# Newbie from OK possibly moving to Vancouver



## Guest (Jan 18, 2010)

Hey well I am new to the forums, I am from Oklahoma, I grew up in Northern Arizona near Flagstaff. I have been snowboarding three times and could control myself going pretty fast and cutting and what not. I have the chance to go to Vancouver to play soccer. I am 20 years old. I have been watching the snowboarding shows on fuel tv and have fell in love with the sport. Being a college athlete, and having some experience and great balance, I ask my self what keeps me from living that great life like I see these kids on TV doing. Traveling all the time and pretty much cloud surfing up in the mountains. I think I could do this, I am going to give it my best shot while I am young.

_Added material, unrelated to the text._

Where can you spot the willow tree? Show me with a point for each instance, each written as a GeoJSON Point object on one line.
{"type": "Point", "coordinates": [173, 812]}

I am going to live my life to its fullest. 

I would be able to start this journey this fall if I make the tryout for this team, Its a 75/25 shot, but If I dont make it, I probably will shoot for a school up in Colorad, Or Wyoming. I want to move to where I can board and make a name for myself. I can put in the hard work, thats what got my to the great level I am at being a goalkeeper in soccer at a University. I will try to have the school I attend pay for most of my living expenses. Well I just thought If I get into boarding I should be part of this forum. So whats up everyone. If anyone could give me ideas or anything relating to my plan that would be sweet!!


----------



## wrathfuldeity (Oct 5, 2007)

Well, ya go to van, play soccer and go riding. Victoria J switched from soccer to riding, was a bit younger iirc.


----------